Pyramid found that while the original edition of The Kingdoms of Kalamar originally had numerous game stats relating to 2nd edition Dungeons & Dragons, once the Kingdoms were made an official Dungeons & Dragons setting in third edition, it had very few D&D specific references.

=== Hackmaster ===
In 2006, Kenzer & Company announced that Kingdoms of Kalamar would be the official setting of the second version of their HackMaster roleplaying game.

=== Dungeons and Dragons 4th edition ===
In 2008, WotC released Dungeons & Dragons 4th edition. In the summer of 2008, Kenzer & Company released a compilation of the Campaign Setting and Atlas as a new PDF updated to Fourth Edition rules.

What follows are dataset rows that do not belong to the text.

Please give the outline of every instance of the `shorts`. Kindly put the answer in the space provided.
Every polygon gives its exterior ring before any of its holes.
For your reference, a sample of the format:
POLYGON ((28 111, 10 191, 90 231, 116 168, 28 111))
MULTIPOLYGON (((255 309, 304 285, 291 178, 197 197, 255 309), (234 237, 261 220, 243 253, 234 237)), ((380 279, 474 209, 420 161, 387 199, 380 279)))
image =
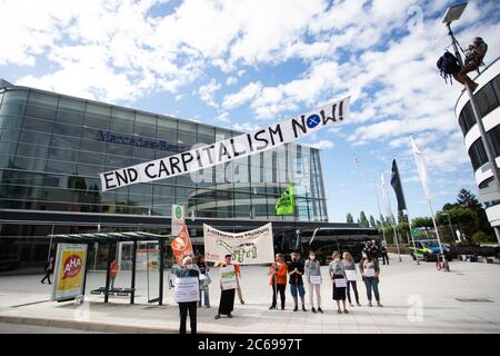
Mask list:
POLYGON ((303 285, 290 285, 290 291, 292 294, 292 297, 297 297, 297 290, 299 290, 299 296, 302 298, 306 295, 306 289, 303 289, 303 285))

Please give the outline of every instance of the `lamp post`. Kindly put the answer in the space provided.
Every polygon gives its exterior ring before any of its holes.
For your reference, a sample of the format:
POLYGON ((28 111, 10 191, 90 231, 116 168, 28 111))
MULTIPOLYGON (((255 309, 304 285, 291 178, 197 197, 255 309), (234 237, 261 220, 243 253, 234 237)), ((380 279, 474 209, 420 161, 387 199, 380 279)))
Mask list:
POLYGON ((453 228, 451 227, 450 215, 449 215, 449 214, 447 214, 447 212, 442 212, 441 215, 443 215, 443 216, 447 216, 447 217, 448 217, 448 225, 450 226, 451 238, 452 238, 452 239, 453 239, 453 241, 454 241, 456 239, 454 239, 454 235, 453 235, 453 228))
MULTIPOLYGON (((444 13, 444 17, 442 19, 442 22, 446 23, 446 26, 448 28, 448 34, 451 38, 453 49, 454 49, 454 56, 457 57, 457 59, 459 61, 460 68, 463 68, 463 61, 462 61, 462 57, 459 53, 458 46, 457 46, 457 39, 454 38, 453 32, 451 31, 450 24, 451 24, 451 22, 460 19, 466 7, 467 7, 467 2, 454 4, 450 8, 448 8, 448 10, 444 13)), ((490 140, 487 137, 487 132, 484 130, 484 125, 482 123, 482 120, 480 117, 480 111, 478 108, 478 103, 476 102, 473 92, 467 83, 466 83, 466 89, 467 89, 467 93, 469 95, 469 101, 472 107, 472 111, 474 113, 476 122, 478 123, 479 132, 481 134, 481 140, 484 146, 486 154, 488 156, 488 161, 490 164, 490 168, 493 174, 493 178, 494 178, 494 182, 497 185, 497 191, 498 191, 498 189, 500 187, 500 176, 499 176, 498 168, 497 168, 497 161, 494 160, 494 156, 492 154, 493 149, 491 147, 490 140)))

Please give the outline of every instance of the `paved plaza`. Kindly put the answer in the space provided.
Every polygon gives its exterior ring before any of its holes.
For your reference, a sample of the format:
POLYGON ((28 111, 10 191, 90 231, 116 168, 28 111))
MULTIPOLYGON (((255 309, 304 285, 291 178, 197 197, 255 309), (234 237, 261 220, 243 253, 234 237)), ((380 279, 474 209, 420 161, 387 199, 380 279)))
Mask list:
MULTIPOLYGON (((321 288, 324 314, 292 312, 287 287, 286 310, 268 310, 271 287, 263 266, 243 267, 244 305, 236 301, 234 318, 216 320, 220 290, 217 269, 212 269, 211 308, 198 309, 199 333, 500 333, 500 265, 452 261, 451 271, 437 271, 434 264, 417 266, 408 256, 381 266, 382 308, 368 307, 364 285, 359 281, 361 307, 338 315, 331 298, 331 286, 321 288)), ((327 276, 327 267, 322 267, 327 276)), ((142 273, 143 274, 143 273, 142 273)), ((179 312, 168 289, 166 274, 164 305, 147 304, 146 278, 138 274, 138 297, 130 305, 124 297, 88 295, 83 305, 49 301, 49 285, 40 284, 41 275, 0 277, 0 332, 31 325, 108 333, 177 333, 179 312)), ((151 276, 150 276, 151 278, 151 276)), ((89 273, 87 291, 103 285, 104 273, 89 273)), ((117 286, 128 283, 121 273, 117 286)), ((151 279, 150 279, 151 281, 151 279)), ((126 285, 127 286, 127 285, 126 285)), ((150 295, 154 290, 150 288, 150 295)), ((150 296, 151 297, 151 296, 150 296)), ((307 308, 310 309, 307 297, 307 308)), ((238 299, 238 298, 237 298, 238 299)), ((24 328, 31 330, 31 328, 24 328)))

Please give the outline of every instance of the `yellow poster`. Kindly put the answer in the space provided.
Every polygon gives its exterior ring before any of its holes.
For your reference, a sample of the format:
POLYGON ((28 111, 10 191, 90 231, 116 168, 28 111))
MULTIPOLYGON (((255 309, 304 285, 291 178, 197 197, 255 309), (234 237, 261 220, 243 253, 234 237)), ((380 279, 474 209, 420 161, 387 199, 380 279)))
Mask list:
POLYGON ((59 244, 53 299, 71 299, 83 293, 87 245, 59 244))

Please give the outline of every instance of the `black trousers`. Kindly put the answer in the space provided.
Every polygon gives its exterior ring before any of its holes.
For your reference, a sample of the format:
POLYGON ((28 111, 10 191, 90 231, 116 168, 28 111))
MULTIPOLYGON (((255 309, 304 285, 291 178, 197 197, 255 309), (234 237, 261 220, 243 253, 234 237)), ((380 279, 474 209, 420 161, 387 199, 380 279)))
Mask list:
POLYGON ((48 279, 49 283, 51 283, 51 281, 50 281, 50 275, 51 275, 51 274, 52 274, 51 270, 47 270, 47 271, 46 271, 46 276, 44 276, 43 279, 42 279, 42 283, 46 281, 46 279, 48 279))
POLYGON ((179 314, 181 318, 179 334, 186 334, 188 312, 189 319, 191 320, 191 334, 197 334, 197 304, 198 301, 179 303, 179 314))
POLYGON ((278 300, 277 300, 277 291, 280 293, 280 299, 281 299, 281 308, 284 308, 284 289, 287 288, 286 285, 272 285, 272 306, 276 307, 278 300), (274 288, 276 287, 276 288, 274 288))

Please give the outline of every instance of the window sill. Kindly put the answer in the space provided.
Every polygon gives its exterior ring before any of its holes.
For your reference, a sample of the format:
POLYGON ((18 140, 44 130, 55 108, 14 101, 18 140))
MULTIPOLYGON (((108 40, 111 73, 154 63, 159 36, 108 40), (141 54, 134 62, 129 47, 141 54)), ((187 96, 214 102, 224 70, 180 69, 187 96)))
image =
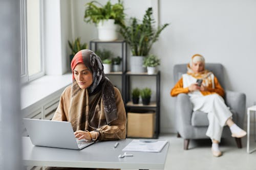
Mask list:
POLYGON ((45 76, 21 88, 21 109, 33 106, 54 93, 60 93, 72 83, 72 74, 45 76))

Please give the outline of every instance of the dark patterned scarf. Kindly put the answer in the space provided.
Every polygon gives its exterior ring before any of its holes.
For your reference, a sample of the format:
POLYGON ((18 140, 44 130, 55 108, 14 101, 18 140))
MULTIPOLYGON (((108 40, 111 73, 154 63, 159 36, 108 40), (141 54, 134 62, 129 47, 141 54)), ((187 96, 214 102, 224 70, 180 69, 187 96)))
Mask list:
MULTIPOLYGON (((80 92, 82 90, 86 90, 86 89, 80 88, 74 76, 74 69, 79 63, 84 64, 92 72, 93 83, 88 88, 89 95, 93 95, 101 91, 106 120, 108 124, 110 124, 110 123, 117 118, 114 86, 105 77, 103 64, 100 58, 91 50, 82 50, 79 51, 71 61, 73 82, 72 98, 76 98, 78 93, 80 92)), ((83 104, 83 105, 86 104, 83 104)), ((83 107, 84 106, 83 106, 83 107)), ((81 113, 82 114, 82 113, 81 113)))

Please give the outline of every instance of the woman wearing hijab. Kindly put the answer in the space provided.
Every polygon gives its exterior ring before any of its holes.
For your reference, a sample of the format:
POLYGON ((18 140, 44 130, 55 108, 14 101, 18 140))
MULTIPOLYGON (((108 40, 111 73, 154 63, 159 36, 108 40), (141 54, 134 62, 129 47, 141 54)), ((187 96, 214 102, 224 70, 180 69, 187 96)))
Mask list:
POLYGON ((213 155, 218 157, 222 155, 219 143, 224 126, 229 127, 234 137, 243 137, 246 132, 232 120, 232 113, 223 98, 224 91, 214 74, 204 69, 204 65, 202 55, 194 55, 187 65, 187 74, 182 75, 172 89, 170 95, 175 96, 181 93, 187 93, 193 104, 193 111, 208 113, 209 126, 206 135, 212 140, 213 155), (202 80, 201 85, 197 83, 198 79, 202 80))
POLYGON ((52 120, 70 122, 79 140, 125 138, 126 117, 122 96, 105 77, 99 57, 90 50, 82 50, 72 59, 71 69, 73 84, 63 91, 52 120))

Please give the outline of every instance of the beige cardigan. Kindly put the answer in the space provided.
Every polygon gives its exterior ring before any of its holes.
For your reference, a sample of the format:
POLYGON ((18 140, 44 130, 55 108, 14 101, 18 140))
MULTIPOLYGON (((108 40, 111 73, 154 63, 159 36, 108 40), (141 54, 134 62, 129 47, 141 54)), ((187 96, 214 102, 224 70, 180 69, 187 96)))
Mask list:
MULTIPOLYGON (((99 140, 111 140, 125 139, 126 131, 126 116, 124 105, 122 99, 122 96, 119 90, 115 88, 114 88, 115 98, 116 99, 116 104, 117 108, 118 118, 111 123, 110 125, 106 125, 99 127, 92 127, 89 126, 89 131, 97 130, 100 133, 98 138, 99 140)), ((53 116, 52 120, 59 121, 68 121, 71 123, 73 129, 76 129, 76 125, 73 124, 72 120, 77 119, 77 115, 69 114, 70 109, 70 100, 71 99, 71 89, 72 86, 70 85, 67 87, 63 91, 60 96, 59 105, 53 116)), ((88 95, 86 94, 86 95, 88 95)), ((101 100, 102 101, 102 100, 101 100)), ((102 122, 102 119, 105 122, 105 114, 104 112, 104 107, 103 103, 101 102, 97 104, 95 108, 97 110, 98 115, 89 117, 93 117, 94 119, 93 121, 97 122, 99 124, 100 122, 102 122)), ((90 120, 91 122, 92 120, 90 120)), ((81 129, 82 130, 82 129, 81 129)))

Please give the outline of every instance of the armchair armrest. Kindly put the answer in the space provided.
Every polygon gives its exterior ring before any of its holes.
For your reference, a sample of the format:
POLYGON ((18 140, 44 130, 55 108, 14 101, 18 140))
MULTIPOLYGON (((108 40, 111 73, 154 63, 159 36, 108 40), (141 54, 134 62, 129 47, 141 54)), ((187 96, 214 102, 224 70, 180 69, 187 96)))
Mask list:
POLYGON ((226 90, 225 101, 227 106, 238 113, 238 125, 242 127, 245 114, 245 94, 243 93, 226 90))
POLYGON ((191 125, 192 112, 192 104, 188 95, 185 93, 179 94, 177 96, 176 100, 176 114, 177 116, 180 117, 181 118, 180 120, 183 124, 191 125))

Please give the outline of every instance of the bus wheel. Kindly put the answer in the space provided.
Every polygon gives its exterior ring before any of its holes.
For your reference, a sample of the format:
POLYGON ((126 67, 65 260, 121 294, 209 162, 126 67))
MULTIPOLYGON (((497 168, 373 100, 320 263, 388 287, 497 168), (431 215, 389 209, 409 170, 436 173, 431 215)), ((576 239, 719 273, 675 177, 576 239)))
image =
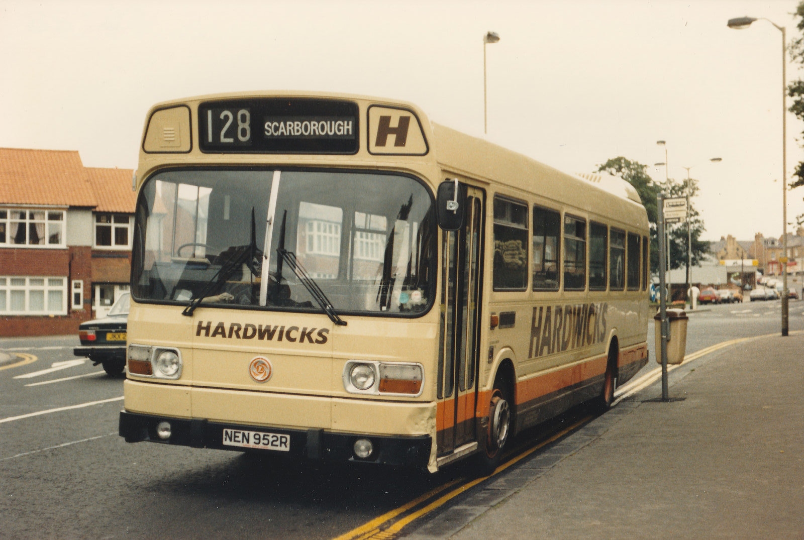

This release was not published under the terms of WotC's Game System License (GSL), becoming the first third-party publication to do so. Company president David Kenzer, a lawyer specializing in Intellectual Property, posted on the internet, "Copyright infringement is basing your work on someone else's creative expression. Rules are not creative expression. Also, it is not ‘based’ on their rules. It happens to 'work with' their rules."

Like many products created by various publishers using Fourth Edition rules, this edition of Kalamar was unsuccessful, and Kenzer and Company did not produce any supplements.